Phoenician and Olympic gold medalist Bethanie Mattek-Sands stands at a lean 5 feet 6 inches, but her exuberant demeanor and colorful getups make her seem grander. With flower tattoos snaking up her right arm and blonde hair highlighted with Crayola hues, she doesn’t fit the typical image of a professional tennis player. And yet she’s the best women’s doubles tennis player in the world – at least until last summer. On the grass courts of Wimbledon, she suffered a gruesome, cringe-inducing fall that led to a ruptured patellar tendon and dislocated kneecap. At the time of the incident, it looked unlikely that Mattek-Sands would ever play tennis again. Unable to walk, she made the most of her intense recovery process by hosting a mock talk show on social media, In Bed with Bethanie. She later dipped her toes into broadcasting, serving as a TV commentator for Tennis Channel and ESPN. Now, at 32, she thinks she’s ready to make a comeback on the court. We caught up with Mattek-Sands at a practice in March, less than a week before her first tournament back from one of the scariest injuries pro tennis has ever seen.

How’s your recovery going? Are you close to 100 percent yet?
I am. I’ll say I’m at 100 percent right now. I’m competing in Miami next week, and I told myself that I wasn’t gonna get out on the court and compete until I thought I was ready to win some matches.

Do you have any expectations for winning, or are you just happy to be playing?
Definitely. Coming back, I didn’t wanna just say, “Oh I made it back.” I wanted to come back and make an impact. I feel like I’m there. I love competition; I like puttin’ it all out there. Every time I walk on the court, I believe I can win the match.

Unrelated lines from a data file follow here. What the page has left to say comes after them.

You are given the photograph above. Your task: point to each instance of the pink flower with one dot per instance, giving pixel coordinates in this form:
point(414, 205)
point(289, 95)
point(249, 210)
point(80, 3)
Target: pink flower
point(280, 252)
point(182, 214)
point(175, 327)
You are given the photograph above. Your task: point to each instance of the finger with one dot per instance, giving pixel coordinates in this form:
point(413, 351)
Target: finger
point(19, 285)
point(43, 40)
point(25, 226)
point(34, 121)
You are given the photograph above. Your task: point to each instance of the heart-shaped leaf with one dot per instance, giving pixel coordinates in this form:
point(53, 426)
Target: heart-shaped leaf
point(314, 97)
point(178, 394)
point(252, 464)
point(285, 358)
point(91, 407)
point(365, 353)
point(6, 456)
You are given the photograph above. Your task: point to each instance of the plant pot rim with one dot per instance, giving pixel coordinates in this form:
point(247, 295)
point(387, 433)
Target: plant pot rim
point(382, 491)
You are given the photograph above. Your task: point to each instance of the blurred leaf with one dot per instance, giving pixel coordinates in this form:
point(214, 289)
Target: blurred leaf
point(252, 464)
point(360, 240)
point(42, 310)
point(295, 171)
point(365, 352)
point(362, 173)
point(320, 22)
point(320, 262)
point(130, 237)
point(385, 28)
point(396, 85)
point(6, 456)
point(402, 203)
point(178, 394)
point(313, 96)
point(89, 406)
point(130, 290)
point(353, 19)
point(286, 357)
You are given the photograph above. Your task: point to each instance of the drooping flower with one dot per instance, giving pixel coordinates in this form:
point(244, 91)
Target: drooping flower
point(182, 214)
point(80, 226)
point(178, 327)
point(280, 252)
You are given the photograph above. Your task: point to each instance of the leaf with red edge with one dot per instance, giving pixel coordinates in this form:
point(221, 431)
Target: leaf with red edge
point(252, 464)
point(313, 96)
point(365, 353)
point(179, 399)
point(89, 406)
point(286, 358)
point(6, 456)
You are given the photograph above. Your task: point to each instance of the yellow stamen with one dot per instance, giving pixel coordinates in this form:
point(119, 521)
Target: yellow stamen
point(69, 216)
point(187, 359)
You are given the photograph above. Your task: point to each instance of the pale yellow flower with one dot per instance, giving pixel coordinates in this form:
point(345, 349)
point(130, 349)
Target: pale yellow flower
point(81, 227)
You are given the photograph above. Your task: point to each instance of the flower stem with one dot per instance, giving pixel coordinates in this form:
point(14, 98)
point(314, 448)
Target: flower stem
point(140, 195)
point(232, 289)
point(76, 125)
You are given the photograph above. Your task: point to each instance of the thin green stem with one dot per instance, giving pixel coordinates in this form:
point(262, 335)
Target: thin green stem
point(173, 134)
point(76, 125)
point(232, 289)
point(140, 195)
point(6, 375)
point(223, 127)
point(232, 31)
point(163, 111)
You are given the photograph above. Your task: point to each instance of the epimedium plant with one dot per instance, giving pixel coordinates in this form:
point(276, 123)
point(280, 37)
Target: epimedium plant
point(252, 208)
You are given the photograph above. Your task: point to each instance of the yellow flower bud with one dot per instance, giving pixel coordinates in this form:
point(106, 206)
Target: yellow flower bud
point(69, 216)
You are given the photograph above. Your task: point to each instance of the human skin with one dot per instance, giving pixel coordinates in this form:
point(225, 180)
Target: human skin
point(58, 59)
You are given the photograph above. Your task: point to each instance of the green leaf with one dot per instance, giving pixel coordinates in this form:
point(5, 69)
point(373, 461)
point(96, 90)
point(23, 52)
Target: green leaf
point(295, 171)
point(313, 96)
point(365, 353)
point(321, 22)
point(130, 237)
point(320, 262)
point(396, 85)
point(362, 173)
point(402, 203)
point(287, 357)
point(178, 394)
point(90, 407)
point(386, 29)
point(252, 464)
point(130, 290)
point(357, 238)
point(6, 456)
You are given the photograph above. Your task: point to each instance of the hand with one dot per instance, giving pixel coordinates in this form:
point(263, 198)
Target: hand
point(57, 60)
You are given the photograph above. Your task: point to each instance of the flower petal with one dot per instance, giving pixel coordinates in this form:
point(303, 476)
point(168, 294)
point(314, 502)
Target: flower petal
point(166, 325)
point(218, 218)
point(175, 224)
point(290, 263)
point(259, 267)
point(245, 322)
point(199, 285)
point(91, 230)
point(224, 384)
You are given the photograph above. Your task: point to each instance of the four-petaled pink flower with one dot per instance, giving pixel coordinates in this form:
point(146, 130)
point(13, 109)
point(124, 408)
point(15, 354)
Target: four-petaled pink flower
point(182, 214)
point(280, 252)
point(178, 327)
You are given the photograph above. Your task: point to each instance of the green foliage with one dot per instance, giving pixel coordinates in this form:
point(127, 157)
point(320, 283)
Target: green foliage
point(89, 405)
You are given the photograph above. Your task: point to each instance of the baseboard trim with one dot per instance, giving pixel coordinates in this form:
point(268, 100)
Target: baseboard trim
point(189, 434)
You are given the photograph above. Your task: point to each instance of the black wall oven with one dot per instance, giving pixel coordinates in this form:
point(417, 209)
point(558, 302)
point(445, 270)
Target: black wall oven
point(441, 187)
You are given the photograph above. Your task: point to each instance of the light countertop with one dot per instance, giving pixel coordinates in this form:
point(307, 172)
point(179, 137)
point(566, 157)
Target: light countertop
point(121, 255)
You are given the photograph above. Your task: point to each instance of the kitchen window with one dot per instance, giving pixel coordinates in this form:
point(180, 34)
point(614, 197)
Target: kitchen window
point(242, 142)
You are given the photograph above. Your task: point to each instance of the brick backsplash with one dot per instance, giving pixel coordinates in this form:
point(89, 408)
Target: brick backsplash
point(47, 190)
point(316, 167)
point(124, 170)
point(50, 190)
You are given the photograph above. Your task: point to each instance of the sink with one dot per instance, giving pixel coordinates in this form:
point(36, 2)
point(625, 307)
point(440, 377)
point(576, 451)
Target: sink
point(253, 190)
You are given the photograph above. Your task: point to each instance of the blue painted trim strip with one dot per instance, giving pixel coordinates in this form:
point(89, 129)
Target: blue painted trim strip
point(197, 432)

So many tennis players settle in California and Florida. Why did you choose Phoenix?
I have an amazing husband [Justin] that lived here before I met him. And my trainers – I have a great team out here in Scottsdale. There’s a lot of athletes other than tennis players out here. I’m surprised tennis isn’t more prevalent. You’re right, you have a lot of the girls training in Florida and California, but I really think Phoenix/Scottsdale is a sports mecca. There’s a lot of training facilities here. You can get some good body work, massage, you name it. It’s all out here.

What’s your favorite restaurant in Phoenix?
My favorite one right now is Chelsea’s Kitchen. But there’s another one called Razz’s that’s amazing. If you sit at the chef’s table and have Razz cook for you, it’s a once-in-a-lifetime experience.

Have you thought about what it’ll be like going back to Wimbledon?
I have a little bit. I maybe pushed it out of my mind for a minute, just because I’m not there yet. I’m very much staying in the present moment. I think I’m gonna have to reframe how I feel about Wimbledon, and how I feel about playing on grass. That’s something that I’m going to gradually get into. I think first things first: Get out there. Play a match. Get some competitions in. And then I’ll see about Wimbledon.

Your broadcast work has been well-received. Would you consider doing that after retiring?
Definitely. I really enjoyed my time in front of the camera. I definitely wanna mix that in, even while I’m playing. Obviously my matches are going to be my priority during the season, but broadcasting, [being a] TV analyst, TV personality, that’s something on my radar for sure.